The total returns from holiday lets are forecast to outperform similar property asset classes over the next five years, achieving an average annual total return of 9.3% versus 6.1% for the UK buy to let sector. This forecast performance is backed by the strength of UK tourism in recent years with increasing numbers of visitors to the UK and the popularity of staycations. The UK experienced a 7% increase in overseas visitors in 2017, as well as an increase of 11% in tourism spend which is having a positive impact on UK holiday accommodation. By contrast, the buy to let market has seen a wobbly 18 months due to regulatory changes which are limiting landlord profits.

There are close to two million buy to let landlords in the UK and despite there being 291,000 properties currently used as second homes, and an estimated 165,000 listed as holiday lets, there are no institutional investors in the sector. Having identified a gap in the market, Second Estates recently launched the first UK fund to provide investors with access to this emerging asset class.
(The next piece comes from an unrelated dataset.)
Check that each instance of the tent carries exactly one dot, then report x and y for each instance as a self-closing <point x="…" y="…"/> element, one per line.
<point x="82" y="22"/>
The team at Second Estates uses data to target high yielding properties and combine this with over 25 years of sector experience to manage bookings and occupancy rates and maximise yields across their portfolio of properties.

Alistair Malins, CEO of Second Estates, says, “This research demonstrates the strength of the UK holiday property market as an emerging alternative asset class. Second Estates is a first mover in this market, opening it up to sophisticated investors, family offices and institutions so they can benefit from these returns without the hassle normally associated with ownership.”